RQ1 (Awareness): Practitioners viewed privacy as protecting users against predefined intrusions in data collection/processing, largely generic and not AI-specific. Mapped to Solove’s taxonomy, counts of concerns were:
- Surveillance (3/35): AI-enabled monitoring and large-scale data collection create surveillance infrastructure; tension between utility and intrusiveness.
- Identification (10/35): Presence of PII in ML pipelines and AI’s inferential capabilities increase re-identification risks; mitigations included manual de-identification and aggregate analysis.
- Exclusion (4/35): Limited user awareness/agency about AI use of personal data; some teams offered deletion upon request or at end of service.
- Secondary use (2/35): Reuse of data to train new models without consent; some participants emphasized strict purpose limitation.
- Insecurity (14/35): Poor operational security leading to leaks/unauthorized access; emphasis on access controls, secure storage, and retention policies. Participants rarely mentioned AI-specific threats highlighted in prior literature (e.g., memorization leaks, membership inference, transfer learning risks), indicating limited awareness of AI-exacerbated threats.
RQ2 (Motivation vs. Inhibition): Motivators:
- Alignment with business interests (9/35): Privacy as competitive differentiator; addressing client concerns.
- Social responsibility (5/35): Personal/organizational desire to build responsible AI; avoiding unethical applications.
- Compliance with regulation/policy (19/35): GDPR, CCPA, Canadian frameworks; external privacy reviews as catalysts.
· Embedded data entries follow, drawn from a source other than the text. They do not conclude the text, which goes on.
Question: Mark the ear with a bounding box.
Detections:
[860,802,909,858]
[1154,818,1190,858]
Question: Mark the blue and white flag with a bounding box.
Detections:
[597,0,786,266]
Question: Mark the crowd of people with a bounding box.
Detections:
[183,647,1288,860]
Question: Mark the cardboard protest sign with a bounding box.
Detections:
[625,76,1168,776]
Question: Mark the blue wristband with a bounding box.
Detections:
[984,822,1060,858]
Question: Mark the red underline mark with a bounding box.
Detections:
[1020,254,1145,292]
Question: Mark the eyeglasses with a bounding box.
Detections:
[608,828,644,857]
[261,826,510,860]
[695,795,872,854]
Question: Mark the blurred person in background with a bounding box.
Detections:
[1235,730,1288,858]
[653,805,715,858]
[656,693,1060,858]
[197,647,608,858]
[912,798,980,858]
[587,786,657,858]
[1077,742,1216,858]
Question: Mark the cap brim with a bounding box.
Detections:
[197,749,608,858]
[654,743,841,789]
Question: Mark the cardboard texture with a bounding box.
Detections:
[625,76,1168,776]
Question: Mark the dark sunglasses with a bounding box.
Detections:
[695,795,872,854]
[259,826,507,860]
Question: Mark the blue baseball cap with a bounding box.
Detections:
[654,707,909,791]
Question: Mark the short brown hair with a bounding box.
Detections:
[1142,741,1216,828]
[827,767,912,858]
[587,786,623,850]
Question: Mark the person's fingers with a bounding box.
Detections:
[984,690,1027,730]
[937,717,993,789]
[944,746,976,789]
Inhibitors:
- Rigid compliance requirements (6/35): Privacy equated to minimum compliance; inhibited broader, human-centered approaches.
- Incentives (7/35): Advocacy adds effort and may slow promotions; speed-focused performance metrics deprioritize privacy.
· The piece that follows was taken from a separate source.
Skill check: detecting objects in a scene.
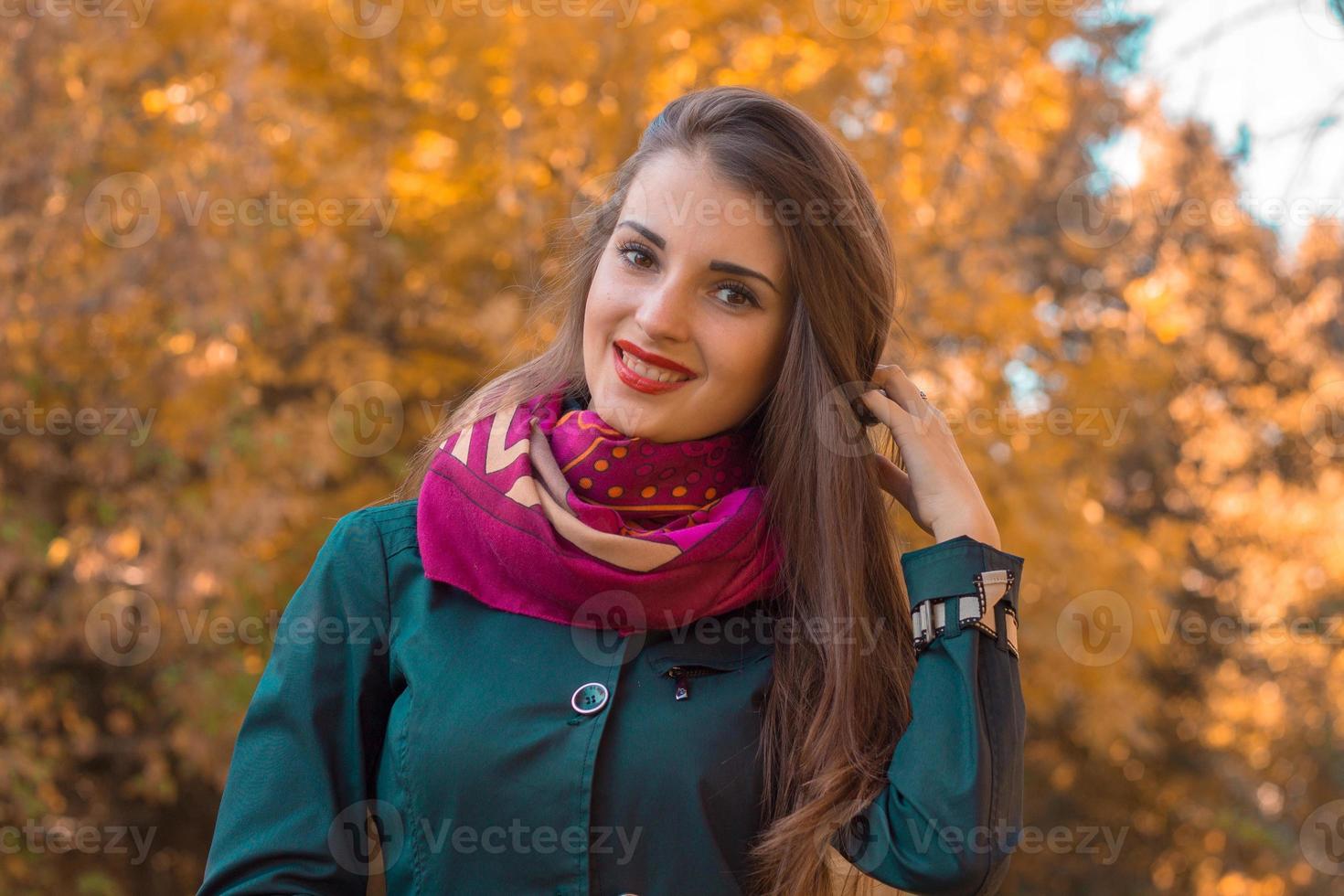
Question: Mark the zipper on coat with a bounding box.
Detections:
[663,667,727,699]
- Power (3/35): Organizational structures left individual contributors feeling powerless.
- Privacy education (6/35): Low company-wide visibility and limited training led to misunderstandings and deprioritization.
- External ownership of privacy (5/35): Privacy relegated to legal/privacy teams, reducing engagement by developers/designers.
- Opportunity costs/trade-offs: Most cited inhibitor. Specific trade-offs included:
- Functionality/UX prioritized over privacy (9/35).
- Business objectives (e.g., advertising insights) dependent on tracking (7/35).
- Innovation slowed by conservative privacy stances (3/35).
- Model performance trade-offs (7/35): Coarse-grained data (3/35) or less data (4/35) degraded performance.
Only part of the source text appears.